Simply Fostering

Fulltime Foster Carer - Harriet author of: A Less Ordinary Family

I take a deep breath

Friday 13th May

We have been treating Alice for a stubborn UTI for a couple of months now.  This week we have started another course of antibiotics.  We can’t call them “antibiotics” though because then Alice won’t swallow it, so instead we opt for “special bladder medicine”.  This seems to have done the trick and so far she is taking it without complaint.  I won’t hold my breath though as she is quite changeable.

Today we went to visit the Urodynamic team at the Children’s Hospital.  This is the department that looks after the bladder and bowels.  Today I have to learn how to give Alice a bladder wash – this sounds far more scary than it turns out to be!  They say this should finally get on top of the infection, and it seems to be a pretty straightforward procedure.   I have to draw the medicine into a syringe and then mix with saline and put into her empty bladder.  Then empty the bladder with a catheter after 30 minutes. The complicated bit is that I have to remember to do the procedure once a day for 10 days and then three times a week for a month!
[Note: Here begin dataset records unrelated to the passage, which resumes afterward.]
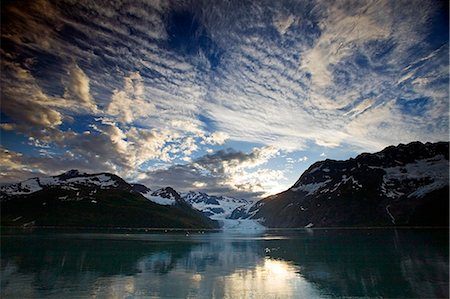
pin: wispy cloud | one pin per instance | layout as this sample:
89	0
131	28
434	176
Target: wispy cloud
123	86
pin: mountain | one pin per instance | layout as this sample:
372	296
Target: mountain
406	185
218	207
93	200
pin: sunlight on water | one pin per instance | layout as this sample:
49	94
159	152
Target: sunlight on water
359	263
270	279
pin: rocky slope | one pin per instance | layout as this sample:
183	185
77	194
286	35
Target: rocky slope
93	200
403	185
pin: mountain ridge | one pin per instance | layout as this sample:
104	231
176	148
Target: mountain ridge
91	200
400	185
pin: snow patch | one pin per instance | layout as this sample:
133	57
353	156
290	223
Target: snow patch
433	170
161	200
310	188
243	226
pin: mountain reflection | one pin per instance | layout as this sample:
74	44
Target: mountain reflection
295	264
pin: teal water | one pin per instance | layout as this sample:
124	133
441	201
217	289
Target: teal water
374	263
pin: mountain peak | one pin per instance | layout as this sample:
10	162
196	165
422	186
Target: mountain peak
70	174
400	185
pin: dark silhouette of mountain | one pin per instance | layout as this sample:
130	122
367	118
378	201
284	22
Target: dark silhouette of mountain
406	185
92	200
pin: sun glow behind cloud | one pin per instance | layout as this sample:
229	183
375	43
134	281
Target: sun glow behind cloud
159	91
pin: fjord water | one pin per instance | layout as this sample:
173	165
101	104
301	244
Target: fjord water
402	263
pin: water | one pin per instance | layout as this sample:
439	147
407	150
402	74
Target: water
405	263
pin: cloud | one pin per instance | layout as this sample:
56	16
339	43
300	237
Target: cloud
114	94
78	88
24	101
228	172
128	104
283	22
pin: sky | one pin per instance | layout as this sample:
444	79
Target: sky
226	97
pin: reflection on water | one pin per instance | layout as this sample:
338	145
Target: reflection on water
283	264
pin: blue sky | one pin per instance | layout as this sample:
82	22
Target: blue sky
227	97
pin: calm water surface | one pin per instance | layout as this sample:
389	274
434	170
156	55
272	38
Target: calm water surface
405	263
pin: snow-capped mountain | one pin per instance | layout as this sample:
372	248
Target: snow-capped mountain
95	200
217	207
403	185
165	196
84	184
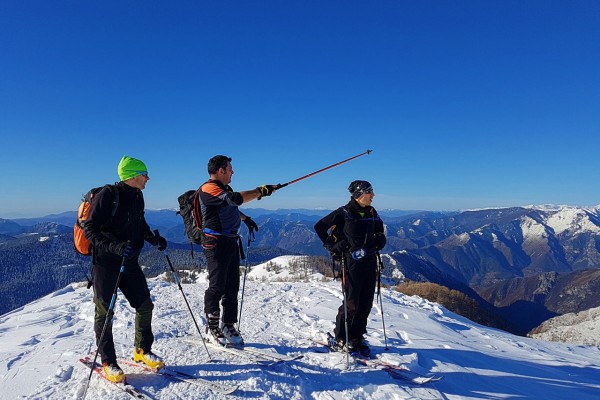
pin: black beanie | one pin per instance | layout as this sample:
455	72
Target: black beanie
358	188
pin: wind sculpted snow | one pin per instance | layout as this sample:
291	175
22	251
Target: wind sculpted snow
41	343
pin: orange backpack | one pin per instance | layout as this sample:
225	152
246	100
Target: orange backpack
82	244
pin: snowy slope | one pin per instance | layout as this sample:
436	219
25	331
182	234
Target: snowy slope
579	328
41	343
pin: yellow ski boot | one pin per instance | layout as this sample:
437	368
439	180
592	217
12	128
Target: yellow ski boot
113	372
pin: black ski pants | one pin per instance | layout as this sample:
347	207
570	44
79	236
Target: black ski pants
361	277
223	278
134	287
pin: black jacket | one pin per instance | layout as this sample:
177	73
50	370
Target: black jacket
355	224
128	223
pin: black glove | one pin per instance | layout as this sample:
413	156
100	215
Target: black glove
157	240
251	224
266	190
334	255
121	249
340	247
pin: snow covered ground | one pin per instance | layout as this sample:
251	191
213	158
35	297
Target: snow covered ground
40	345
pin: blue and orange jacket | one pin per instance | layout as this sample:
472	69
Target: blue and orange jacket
219	207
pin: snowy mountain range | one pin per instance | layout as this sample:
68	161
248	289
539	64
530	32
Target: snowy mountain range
43	341
532	263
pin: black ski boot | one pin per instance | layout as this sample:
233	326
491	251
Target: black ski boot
213	329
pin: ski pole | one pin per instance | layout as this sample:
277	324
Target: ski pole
344	272
279	186
250	238
107	322
186	302
176	277
379	269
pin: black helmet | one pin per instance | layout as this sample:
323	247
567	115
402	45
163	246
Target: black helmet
358	188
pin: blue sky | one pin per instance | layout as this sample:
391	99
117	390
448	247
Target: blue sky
465	104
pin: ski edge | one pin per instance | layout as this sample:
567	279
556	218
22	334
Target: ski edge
171	373
128	388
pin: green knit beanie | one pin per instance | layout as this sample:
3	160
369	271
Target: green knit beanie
130	167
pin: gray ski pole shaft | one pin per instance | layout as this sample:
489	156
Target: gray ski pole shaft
176	277
107	322
344	278
379	269
250	233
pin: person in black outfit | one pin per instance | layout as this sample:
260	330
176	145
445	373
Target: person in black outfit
221	219
354	233
117	240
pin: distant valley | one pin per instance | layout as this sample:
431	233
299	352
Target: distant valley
525	264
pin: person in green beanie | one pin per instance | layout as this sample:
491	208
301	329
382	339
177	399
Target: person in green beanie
117	240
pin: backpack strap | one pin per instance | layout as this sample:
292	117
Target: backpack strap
115	193
196	212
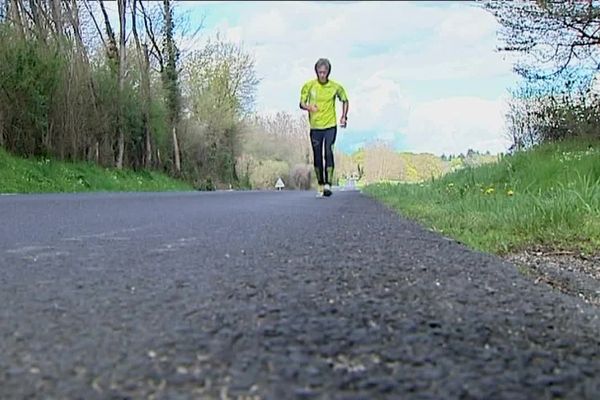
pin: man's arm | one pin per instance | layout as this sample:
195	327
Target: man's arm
344	117
343	97
304	99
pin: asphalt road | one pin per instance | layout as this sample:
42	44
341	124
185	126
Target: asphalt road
271	295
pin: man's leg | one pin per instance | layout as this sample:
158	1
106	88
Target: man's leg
316	140
330	135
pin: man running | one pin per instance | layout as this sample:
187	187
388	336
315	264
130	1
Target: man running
318	98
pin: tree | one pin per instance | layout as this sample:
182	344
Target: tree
171	80
220	82
554	38
144	65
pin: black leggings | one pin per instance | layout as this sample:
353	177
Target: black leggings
317	138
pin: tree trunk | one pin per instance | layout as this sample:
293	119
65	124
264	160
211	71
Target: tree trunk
121	79
176	150
15	14
144	63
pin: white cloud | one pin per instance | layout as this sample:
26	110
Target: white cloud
375	49
454	125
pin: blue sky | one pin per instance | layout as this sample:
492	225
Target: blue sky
425	76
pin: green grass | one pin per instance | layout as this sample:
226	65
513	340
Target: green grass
548	197
43	175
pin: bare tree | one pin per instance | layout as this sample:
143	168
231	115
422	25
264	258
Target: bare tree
553	37
122	4
144	64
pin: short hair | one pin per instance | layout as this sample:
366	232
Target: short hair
323	62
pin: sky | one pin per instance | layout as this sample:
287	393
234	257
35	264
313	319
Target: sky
423	76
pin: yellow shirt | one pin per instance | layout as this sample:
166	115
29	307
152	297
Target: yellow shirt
323	96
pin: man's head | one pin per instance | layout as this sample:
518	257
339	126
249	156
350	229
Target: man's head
323	69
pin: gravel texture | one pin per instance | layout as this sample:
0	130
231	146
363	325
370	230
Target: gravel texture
271	295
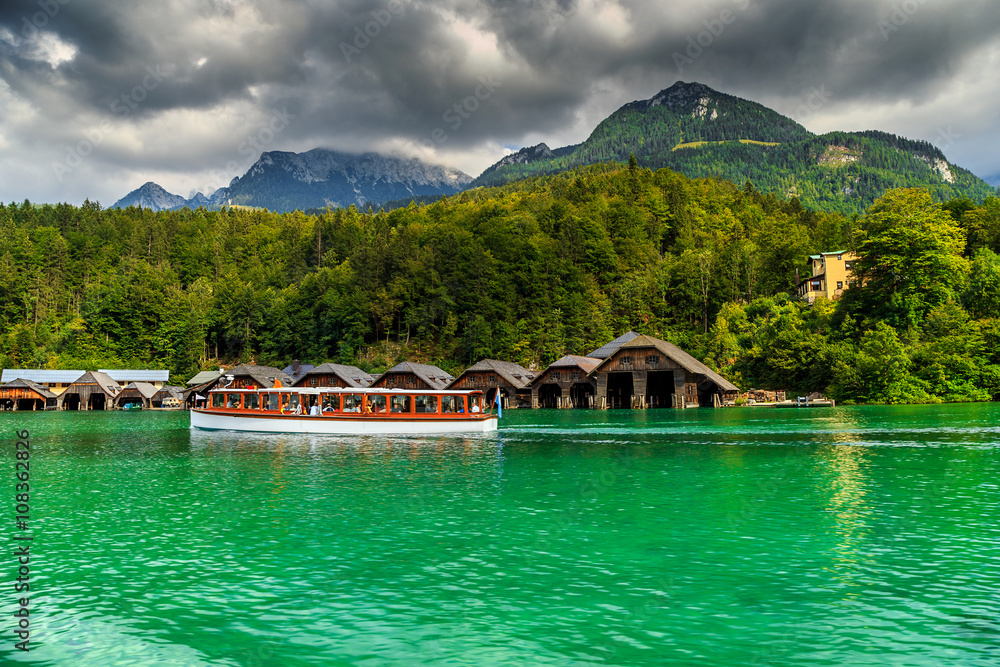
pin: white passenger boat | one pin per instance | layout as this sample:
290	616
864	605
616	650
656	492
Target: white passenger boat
338	411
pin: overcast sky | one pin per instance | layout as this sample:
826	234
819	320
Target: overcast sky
99	96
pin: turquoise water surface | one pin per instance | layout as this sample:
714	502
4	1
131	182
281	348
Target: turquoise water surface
848	536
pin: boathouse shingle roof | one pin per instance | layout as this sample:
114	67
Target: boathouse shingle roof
136	376
40	375
103	382
144	389
512	373
21	383
351	375
586	364
263	375
609	349
432	375
682	358
204	376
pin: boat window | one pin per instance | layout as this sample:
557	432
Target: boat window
425	403
352	402
399	404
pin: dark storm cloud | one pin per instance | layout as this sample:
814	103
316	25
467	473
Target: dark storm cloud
360	73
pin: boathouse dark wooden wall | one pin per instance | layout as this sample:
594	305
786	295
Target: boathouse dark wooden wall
26	395
411	376
565	384
647	372
490	374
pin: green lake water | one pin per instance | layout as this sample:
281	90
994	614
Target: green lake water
848	536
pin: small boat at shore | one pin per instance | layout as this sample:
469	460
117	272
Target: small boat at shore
336	411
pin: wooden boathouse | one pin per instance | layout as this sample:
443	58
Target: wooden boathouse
26	395
489	375
93	391
411	376
565	384
168	398
54	380
647	372
157	378
250	375
335	375
240	377
136	393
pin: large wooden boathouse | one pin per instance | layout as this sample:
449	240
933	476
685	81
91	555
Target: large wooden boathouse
92	391
411	376
566	383
26	395
647	372
490	375
335	375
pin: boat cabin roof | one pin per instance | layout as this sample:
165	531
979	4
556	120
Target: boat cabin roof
343	390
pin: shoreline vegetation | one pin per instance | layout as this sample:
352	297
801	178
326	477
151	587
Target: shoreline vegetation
526	272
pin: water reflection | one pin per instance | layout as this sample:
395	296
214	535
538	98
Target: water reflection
849	507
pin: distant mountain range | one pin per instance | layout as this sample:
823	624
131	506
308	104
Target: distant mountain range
701	132
283	181
687	127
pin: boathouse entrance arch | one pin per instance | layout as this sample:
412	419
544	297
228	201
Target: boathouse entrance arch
549	396
581	394
620	390
660	389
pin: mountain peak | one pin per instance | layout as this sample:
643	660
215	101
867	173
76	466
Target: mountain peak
681	95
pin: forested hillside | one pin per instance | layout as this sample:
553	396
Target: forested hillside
527	273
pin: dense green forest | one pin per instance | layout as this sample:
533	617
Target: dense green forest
526	272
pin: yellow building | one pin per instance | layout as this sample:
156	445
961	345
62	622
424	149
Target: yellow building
831	275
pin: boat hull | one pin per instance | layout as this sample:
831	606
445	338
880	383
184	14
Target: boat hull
340	424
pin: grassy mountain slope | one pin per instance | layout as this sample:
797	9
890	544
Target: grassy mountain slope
700	132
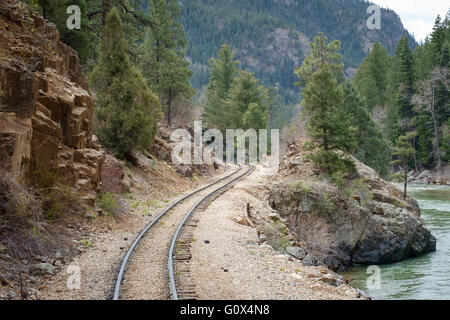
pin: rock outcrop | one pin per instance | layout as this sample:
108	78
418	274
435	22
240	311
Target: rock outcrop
367	223
46	107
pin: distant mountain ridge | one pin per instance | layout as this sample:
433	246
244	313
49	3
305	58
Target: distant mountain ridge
271	37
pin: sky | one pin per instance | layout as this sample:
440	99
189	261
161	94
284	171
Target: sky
418	16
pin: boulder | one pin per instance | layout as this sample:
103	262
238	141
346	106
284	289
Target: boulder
339	231
296	252
46	110
41	269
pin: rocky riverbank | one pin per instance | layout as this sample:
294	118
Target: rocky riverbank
366	222
439	177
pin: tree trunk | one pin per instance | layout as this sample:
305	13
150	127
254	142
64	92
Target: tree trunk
106	6
169	107
325	140
437	150
406	183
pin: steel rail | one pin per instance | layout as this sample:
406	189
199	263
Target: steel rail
128	255
173	288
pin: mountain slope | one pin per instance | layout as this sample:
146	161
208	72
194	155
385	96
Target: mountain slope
272	36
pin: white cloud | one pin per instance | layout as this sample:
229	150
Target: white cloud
418	16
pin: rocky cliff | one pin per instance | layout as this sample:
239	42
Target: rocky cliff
46	108
365	222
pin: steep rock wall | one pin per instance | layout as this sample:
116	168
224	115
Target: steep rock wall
46	108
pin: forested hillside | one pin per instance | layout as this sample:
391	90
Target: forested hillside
409	94
270	37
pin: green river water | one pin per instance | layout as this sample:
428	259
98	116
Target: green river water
426	277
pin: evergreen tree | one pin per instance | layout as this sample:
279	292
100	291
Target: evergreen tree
127	110
247	103
372	78
404	152
223	71
323	97
162	55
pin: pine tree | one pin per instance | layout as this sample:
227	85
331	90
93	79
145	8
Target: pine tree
405	79
162	55
223	71
372	146
247	103
127	109
372	78
404	152
323	97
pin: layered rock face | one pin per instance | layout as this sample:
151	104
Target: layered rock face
369	223
46	107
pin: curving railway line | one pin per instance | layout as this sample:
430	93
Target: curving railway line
178	256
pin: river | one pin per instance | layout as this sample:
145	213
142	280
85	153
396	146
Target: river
423	278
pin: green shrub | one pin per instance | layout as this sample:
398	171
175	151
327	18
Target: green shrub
108	202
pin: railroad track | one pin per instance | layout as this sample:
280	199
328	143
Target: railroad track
180	245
I left the hospital with two huge bags with all the medicine, syringes, catheters and sharps bin – it looks like I’ve been shopping!  Learning new skills that will help improve our care of Alice is always a very satisfying experience – sometimes I cannot believe what I have learned and put into practice through fostering.

You can imagine then that after my morning at the hospital how unimpressed I was when I collected Alice from school to find that the the teaching assistant had failed to give her the antibiotics!  You cannot make this stuff up.  When asked why she had not given it she said ‘Oh I thought when Charlie gave me the new medicine it was a new bottle of her old medicine”.  She had not even looked at the bottle or the paperwork with it to give permission to give the medicine at school. Sadly this is not the first time this has happened with this member of staff.  The critical issue is that Alice has to keep up with her course of antibiotics, and missing a dose can make all the difference!

I take a deep breath, I cannot believe I am going to have to make a complaint again about this only a week before Alice leaves the school.  I would leave it but I have to think of the next child in her care!